Однажды в последнем вагоне эшелона она увидела бритоголового пацанчика лет двух. Он сидел на полу; из глаз сыпались слезы; между всхлипами, колебавшими его тоненькое тельце, он повторял:
— Ябли-и-чко.
Над мальчиком недвижно стояла старуха.
— Где они, яблоки-то, на Урале, да еще в июле месяце? Под колеса, что ли, лечь? Замолчи.
Старуха почувствовала взгляд Нади, обрадованно посмотрела на нее, подумала, вероятно, что можно располагать на помощь этой девочки с медным обручем на голове.
— Внучонок Игорек. Родителей фугаской в Днепропетровске положило. Маковой росинки не берет целый день в рот, все яблок просит.
Старуха остервенело замахнулась, но не ударила Игорька: вдруг сникла, зарыдала, светлые струйки извивались по морщинам.
Надя побежала на железнодорожный базарчик.
Прилавки тянулись вдоль изгороди привокзального сада. Из крон высоченных тополей, ушлепанных хворостяными гнездами, взметывались вихри беспечного грая грачей.

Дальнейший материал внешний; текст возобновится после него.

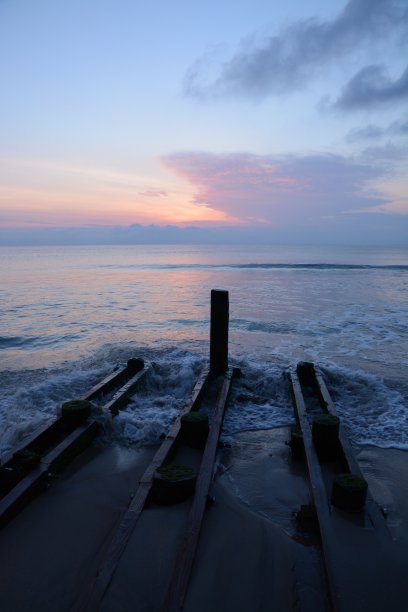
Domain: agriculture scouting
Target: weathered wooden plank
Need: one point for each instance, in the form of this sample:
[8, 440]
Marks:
[318, 495]
[114, 379]
[129, 520]
[373, 511]
[185, 557]
[46, 435]
[219, 331]
[37, 479]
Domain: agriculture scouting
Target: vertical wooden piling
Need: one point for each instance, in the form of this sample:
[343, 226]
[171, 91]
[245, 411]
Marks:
[219, 331]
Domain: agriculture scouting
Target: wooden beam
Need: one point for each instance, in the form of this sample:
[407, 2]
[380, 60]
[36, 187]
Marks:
[129, 519]
[185, 557]
[374, 513]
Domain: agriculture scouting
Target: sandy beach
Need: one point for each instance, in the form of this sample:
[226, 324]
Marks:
[252, 555]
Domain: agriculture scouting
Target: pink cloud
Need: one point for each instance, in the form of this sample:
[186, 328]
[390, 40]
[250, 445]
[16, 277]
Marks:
[277, 189]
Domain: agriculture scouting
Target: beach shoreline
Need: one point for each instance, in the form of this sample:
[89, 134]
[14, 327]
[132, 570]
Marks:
[251, 552]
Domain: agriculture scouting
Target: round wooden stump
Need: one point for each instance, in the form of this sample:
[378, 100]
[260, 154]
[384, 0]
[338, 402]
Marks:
[349, 492]
[296, 444]
[325, 432]
[74, 413]
[194, 429]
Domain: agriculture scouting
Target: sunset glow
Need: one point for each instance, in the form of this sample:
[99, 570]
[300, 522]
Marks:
[187, 126]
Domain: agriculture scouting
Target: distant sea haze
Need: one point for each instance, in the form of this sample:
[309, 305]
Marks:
[71, 314]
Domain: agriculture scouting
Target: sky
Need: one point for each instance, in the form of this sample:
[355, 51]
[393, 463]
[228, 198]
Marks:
[237, 121]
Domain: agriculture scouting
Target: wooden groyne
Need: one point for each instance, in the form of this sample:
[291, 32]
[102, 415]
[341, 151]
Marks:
[340, 530]
[209, 399]
[28, 469]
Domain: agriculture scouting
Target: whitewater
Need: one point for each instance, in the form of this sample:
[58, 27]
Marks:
[70, 315]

Хорошо птицам! На поездах не нужно ездить — крылья, всякого корма кругом вдосталь — клюй до отвала, буря — хоронись на любом чердаке.
Она уже отчаялась найти яблоки (все зелень продавали), когда заметила в последнем ряду старика, который раскладывал кучками продолговатые, с пятнами багрянца яблоки.

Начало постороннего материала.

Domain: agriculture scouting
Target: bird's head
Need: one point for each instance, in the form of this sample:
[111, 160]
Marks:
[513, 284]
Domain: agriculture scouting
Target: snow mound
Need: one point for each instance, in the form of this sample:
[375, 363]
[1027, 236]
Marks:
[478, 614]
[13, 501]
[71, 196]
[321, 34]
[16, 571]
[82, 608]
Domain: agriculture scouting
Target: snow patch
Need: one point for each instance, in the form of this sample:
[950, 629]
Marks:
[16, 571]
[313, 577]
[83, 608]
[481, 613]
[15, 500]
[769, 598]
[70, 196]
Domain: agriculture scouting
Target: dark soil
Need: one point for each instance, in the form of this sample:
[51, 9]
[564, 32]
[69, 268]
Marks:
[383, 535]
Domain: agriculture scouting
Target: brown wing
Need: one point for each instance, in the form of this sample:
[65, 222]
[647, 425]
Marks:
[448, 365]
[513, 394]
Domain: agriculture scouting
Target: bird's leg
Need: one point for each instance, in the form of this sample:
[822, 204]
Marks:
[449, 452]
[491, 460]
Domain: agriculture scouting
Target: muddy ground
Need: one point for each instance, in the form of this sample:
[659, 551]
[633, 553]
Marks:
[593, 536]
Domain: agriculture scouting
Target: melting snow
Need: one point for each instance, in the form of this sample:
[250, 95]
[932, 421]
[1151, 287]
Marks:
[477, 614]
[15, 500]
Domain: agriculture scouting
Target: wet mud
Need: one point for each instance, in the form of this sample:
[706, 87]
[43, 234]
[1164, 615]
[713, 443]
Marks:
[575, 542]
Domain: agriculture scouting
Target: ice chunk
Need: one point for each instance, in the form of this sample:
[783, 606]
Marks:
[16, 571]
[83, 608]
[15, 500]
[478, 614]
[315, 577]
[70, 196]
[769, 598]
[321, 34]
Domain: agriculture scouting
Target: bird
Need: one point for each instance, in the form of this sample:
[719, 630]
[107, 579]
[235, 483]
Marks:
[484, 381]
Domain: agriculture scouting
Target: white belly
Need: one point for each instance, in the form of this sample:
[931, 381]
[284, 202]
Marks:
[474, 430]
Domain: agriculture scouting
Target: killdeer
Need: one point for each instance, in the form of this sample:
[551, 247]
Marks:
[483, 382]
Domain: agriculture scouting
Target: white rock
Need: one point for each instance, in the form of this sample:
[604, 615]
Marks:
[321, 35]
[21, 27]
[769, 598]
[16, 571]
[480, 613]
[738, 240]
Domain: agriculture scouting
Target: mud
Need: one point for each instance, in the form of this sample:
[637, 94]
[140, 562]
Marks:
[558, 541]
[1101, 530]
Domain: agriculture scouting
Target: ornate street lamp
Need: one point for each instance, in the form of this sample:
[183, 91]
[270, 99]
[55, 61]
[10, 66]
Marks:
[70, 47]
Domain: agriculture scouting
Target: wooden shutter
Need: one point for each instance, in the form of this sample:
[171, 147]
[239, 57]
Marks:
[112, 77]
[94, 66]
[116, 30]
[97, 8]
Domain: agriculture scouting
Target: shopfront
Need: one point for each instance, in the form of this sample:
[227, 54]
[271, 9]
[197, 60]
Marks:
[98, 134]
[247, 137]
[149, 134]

На старике была древняя фуражка. Синий околыш выцвел до цвета окислившейся меди. В лаковом козырьке сквозила трещина. Лицо отливало коричневым загаром.
— Дедушка, дай один. Сиротке, он совсем махонький. Из эшелона ивакуироваиных. Ревет и ревет. Яблок хочет.
— Два рубля.
— Нету.
— Значит и у меня нету.
— Сколько за кошелку дашь?
— Тащи новую, возьмешь кучку.
— Новой нету. Может, на чайник сменяем?
— Сменяем, мать примчится, отберет. Проходи дальше.
— А как же сиротка?
— Сирот много теперь. Всем подавать, очистишься чище хрусталя. Не толпись. Покупателям мешаешь.
Он растопырил ладони над холмиками ранета. Пальцы гладки, на безымянном кольцо, ногти выпуклы, розоваты. Глаза сторожат Надин взгляд.
Тем, что побоялся, как бы Надя не схватила яблоко, он натолкнул ее на решительную мысль.
— Дедушка, вам в карман лезут.
— Пускай лезут.
Не проведешь хрыча. Закрыл яблоки полами пиджака.
Она нырнула под прилавок, выхватила из корзины яблоко. Удрать не удалось: поймал старик за волосы. Медный обруч укатился куда-то под прилавок.
Перегибаясь через ряд, он скатил плоды наземь и завопил:
— Разбой! Помогите, помогите!
Между прилавками появился железнодорожный милиционер. Он шел, твердо топая толстоикрыми ногами. Взахлеб звенели шпоры. Голенище шаркало по ножнам шашки.